Отпустил, жрет глазами — она это, Ларка! И как будто уже не она. И старуха и девочка, что со всею серьезностью с теткой в «больницу» играет. И безумна, как все, и единственная, кто с ума не сошел. Чемоданчик при ней, «красный крест» — шприцы-ампулы. Костюмчик флисовый спортивный, уже не розовый, а тоже — как тетя Зина под завалом побывала. Звероватый оскал ее вечный чудной — глаз нельзя от такого бобра оторвать, а глаза ошалели, да такие же точно, как у всех погорельцев, глаза.

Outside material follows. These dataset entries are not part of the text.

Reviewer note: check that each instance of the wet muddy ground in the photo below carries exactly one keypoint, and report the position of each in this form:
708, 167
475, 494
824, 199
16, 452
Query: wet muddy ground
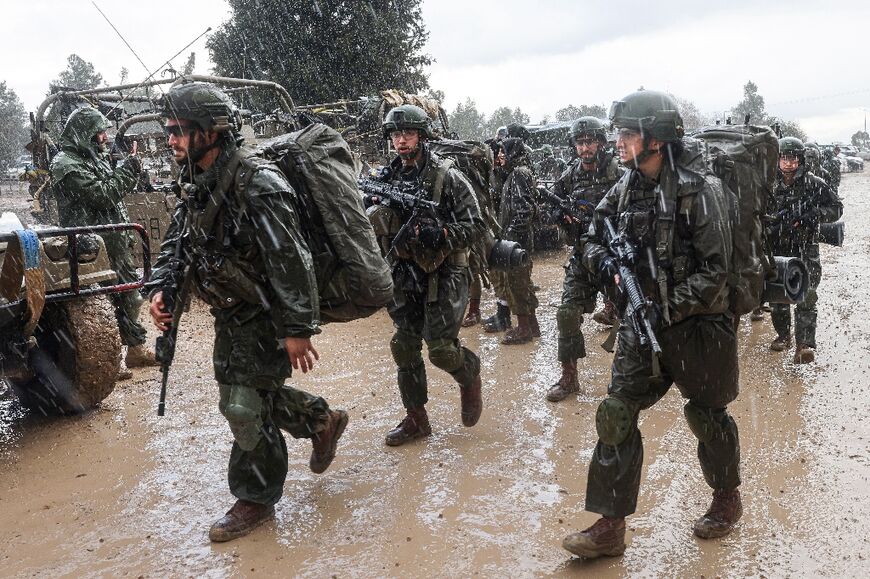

— Помогай, что сидим?! — на Валька. — Теть Зин! Надо встать! В город надо, в больницу.
— Не могу, дочка, все…
— Ну тогда оставайся, теть Зин, жди фашистов. Снова будут стрелять! Что ж ты лезла, теть Зин?! Так бы там и осталась — под землей-то спокойней.
Подхватили ее. А Андрейку уж сдуло — к своим побежал. Повернули назад, в город тянут старуху.
— Дома был, Валек?!
— Нет! — Железные пальцы склещились на сердце.
— Так беги… мы уж сами…
— Нет, нет…
Топот вдруг за спиной — ополченцы опять, бабы, дети.

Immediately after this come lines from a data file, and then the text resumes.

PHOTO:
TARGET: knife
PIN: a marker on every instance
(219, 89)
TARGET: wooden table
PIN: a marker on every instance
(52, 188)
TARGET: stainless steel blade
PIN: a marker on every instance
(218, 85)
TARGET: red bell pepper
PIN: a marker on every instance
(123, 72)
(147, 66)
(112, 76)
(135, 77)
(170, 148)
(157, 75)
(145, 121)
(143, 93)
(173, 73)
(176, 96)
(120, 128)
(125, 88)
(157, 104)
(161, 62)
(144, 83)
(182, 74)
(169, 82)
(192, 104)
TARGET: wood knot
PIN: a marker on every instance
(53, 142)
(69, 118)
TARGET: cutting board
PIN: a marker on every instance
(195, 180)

— Стойте, воины! — Ларка им. — Старикам помогите, защитники!
Помогли, подхватили, поперли…
— Валек! — Сенька Лихо в пиратской косынке, в камуфляже своем, с автоматом. — Видишь, как они нас? Я-то думал, в прицел их увижу! А они к нам прицел не хотят! Они нас сразу «Ураганами»! Под корень!.. Ух, стыдно, Валек, ух, обидно! Как в тараканов тапком кинули!.. Хватит бегать, Валек! Автомат бери вот, от Гоша-ни остался… Резать их будем, резать… только так!.. Сам видишь, что нас уже из людей исключили! Или мы, или нас как жуков! Не с тебя начнут — с них! — показал на старуху и Ларку кивком. — Приходи, Валек, слышишь?! Под землей уже не отсидишься! Как по дому, Валек, твоему лупанут — сразу выбросит к нам, сразу когти полезут, Валек, озверишься!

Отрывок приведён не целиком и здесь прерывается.